Em uma meia-noite de junho, saí de Islamabad, a capital paquistanesa, e rumei para o norte em um miniônibus Toyota branco, em uma viagem para descobrir a segunda montanha mais alta da Terra, o K2.
Meu objetivo era escrever um livro sobre os montanhistas que desafiam aquelas encostas mortíferas -queria provar o sabor do perigo. Afinal consegui mais do que pretendia, e não só da natureza.
O K2, que se ergue 8.611 metros acima da fronteira entre o Paquistão e a China, é considerado uma das montanhas mais belas do mundo, mas também uma das mais perigosas. No início desta temporada de montanhismo, só 296 pessoas já tinham conquistado seu cume, e 77 haviam morrido tentando.

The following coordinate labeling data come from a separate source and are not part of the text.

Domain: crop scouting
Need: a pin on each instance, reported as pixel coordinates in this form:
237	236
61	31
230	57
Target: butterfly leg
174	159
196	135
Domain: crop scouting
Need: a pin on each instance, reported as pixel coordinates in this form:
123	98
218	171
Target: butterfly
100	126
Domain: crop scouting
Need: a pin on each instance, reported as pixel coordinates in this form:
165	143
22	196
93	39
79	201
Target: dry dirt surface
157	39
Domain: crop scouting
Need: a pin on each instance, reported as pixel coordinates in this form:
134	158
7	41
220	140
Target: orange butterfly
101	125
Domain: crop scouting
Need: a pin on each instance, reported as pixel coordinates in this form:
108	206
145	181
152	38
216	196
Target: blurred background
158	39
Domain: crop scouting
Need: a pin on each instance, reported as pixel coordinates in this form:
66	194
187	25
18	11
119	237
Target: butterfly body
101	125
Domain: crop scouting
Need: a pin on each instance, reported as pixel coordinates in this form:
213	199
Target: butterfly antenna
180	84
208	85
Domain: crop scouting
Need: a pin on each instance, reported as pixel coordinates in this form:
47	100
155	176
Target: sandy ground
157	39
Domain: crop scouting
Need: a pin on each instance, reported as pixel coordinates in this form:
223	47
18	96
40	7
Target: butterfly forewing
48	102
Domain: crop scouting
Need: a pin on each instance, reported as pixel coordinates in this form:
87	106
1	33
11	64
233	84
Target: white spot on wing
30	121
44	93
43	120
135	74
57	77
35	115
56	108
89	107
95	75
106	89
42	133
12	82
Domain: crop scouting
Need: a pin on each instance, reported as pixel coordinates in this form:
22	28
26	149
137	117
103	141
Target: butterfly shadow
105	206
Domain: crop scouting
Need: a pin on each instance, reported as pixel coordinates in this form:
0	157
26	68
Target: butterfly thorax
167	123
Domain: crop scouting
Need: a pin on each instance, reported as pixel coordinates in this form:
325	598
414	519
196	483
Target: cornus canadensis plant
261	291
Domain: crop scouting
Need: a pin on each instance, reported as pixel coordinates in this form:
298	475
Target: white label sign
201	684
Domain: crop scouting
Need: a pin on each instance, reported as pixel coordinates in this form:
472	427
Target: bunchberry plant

Mas, neste ano, até mesmo chegar à montanha havia se tornado perigoso. Tive de viajar por uma estrada longa e traiçoeira que percorria o sinuoso vale do Swat, no Paquistão, palco de batalha entre o Exército paquistanês e o Taleban.
Minha partida foi calculada para que o ônibus passasse pelas áreas consideradas mais arriscadas de madrugada, quando os militantes estariam dormindo ou rezando. Mas o Foreign Office britânico e o Departamento de Estado americano haviam advertido seriamente sobre sequestros, e nos postos de gasolina na estrada guardas exibiam rifles Kalashnikov.
Depois de dois dias, eu me senti mais seguro na região que havia procurado -as montanhas elevadas, onde me uni a escaladores que iniciavam o percurso para leste na direção do vale da geleira Baltoro e das aterrorizantes montanhas da cadeia interna de Karakoram.
Em Askole, aldeia de casas de madeira onde crianças brincavam sem sapatos na terra, contratamos carregadores balti que correram pelos caminhos quentes e empoeirados junto às águas que desciam da geleira.
Em contraste com as roupas e sandálias despojadas dos carregadores, os montanhistas usavam trajes caros de alta tecnologia. O engenheiro alemão Dirk Grunert, 39, bebia obsessivamente todos os dias litros de água fervida para suportar a altitude. Um casal de Portugal mantinha por telefone via satélite um site na web de suas aventuras.
Todos tinham histórias de experiências próximas da morte nessas montanhas. Dirk caiu para trás na neve profunda perto do cume do Nanga Parbat. Paulo Roxo, um dos portugueses, contou que certa vez caiu perigosamente quando sua corda falhou. "Nunca sei explicar por que escalo, mas o perigo faz parte disso. É a natureza não planejada da coisa", disse.
Eu tinha vindo como mero observador e pretendia apenas escalar até o acampamento na base do K2. Escutando os verdadeiros montanhistas, só pude refletir sobre a escala de sua ambição para desafiar a sorte e enfrentar perigos tantas vezes.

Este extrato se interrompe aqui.